The correct lesson to draw from the coronavirus is not that globalization is to blame — it’s not like the global economy was open in 1918 during the influenza pandemic. Rather, as Farrell and Newman note, what is needed is globalization, plus more slack in the system:

In normal times, firms often see slack as a measure of idle, or even squandered, productive capacity. But too little slack makes the broader system brittle in times of crisis, eliminating critical fail-safes …

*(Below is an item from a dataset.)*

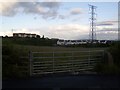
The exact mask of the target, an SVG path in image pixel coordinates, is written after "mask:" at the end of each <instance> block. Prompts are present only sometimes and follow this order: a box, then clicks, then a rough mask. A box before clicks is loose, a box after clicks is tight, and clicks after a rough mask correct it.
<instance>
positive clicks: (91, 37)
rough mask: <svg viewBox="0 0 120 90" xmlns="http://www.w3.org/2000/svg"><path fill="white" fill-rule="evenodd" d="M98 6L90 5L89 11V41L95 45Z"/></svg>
mask: <svg viewBox="0 0 120 90" xmlns="http://www.w3.org/2000/svg"><path fill="white" fill-rule="evenodd" d="M96 8H97V7H96V6H93V5H89V11H90V15H91V17H90V32H89V39H90V40H91V42H92V43H93V41H94V40H96V15H97V14H96Z"/></svg>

In an earlier age, manufacturers might have built up stockpiles of supplies to protect themselves in a moment like this. But in the age of globalization, many businesses subscribe to Apple CEO Tim Cook’s famous dictum that inventory is “fundamentally evil.” Instead of paying to warehouse the parts that they need to manufacture a given product, these companies rely on “just-in-time” supply chains that function as the name suggests. But in the midst of a global pandemic, just-in-time can easily become too late. Partly as a result of supply chain problems, global production of laptops fell by as much as 50 percent in February, and production of smartphones could fall by 12 percent this coming quarter. Both products are built with components produced by specialized Asian manufacturers.

The need for more strategic reserves and deeper inventories should be a policy response that should unite nationalists and cosmopolitans. But the idea that the coronavirus requires a doubling down on nationalism is the wrong lesson to take.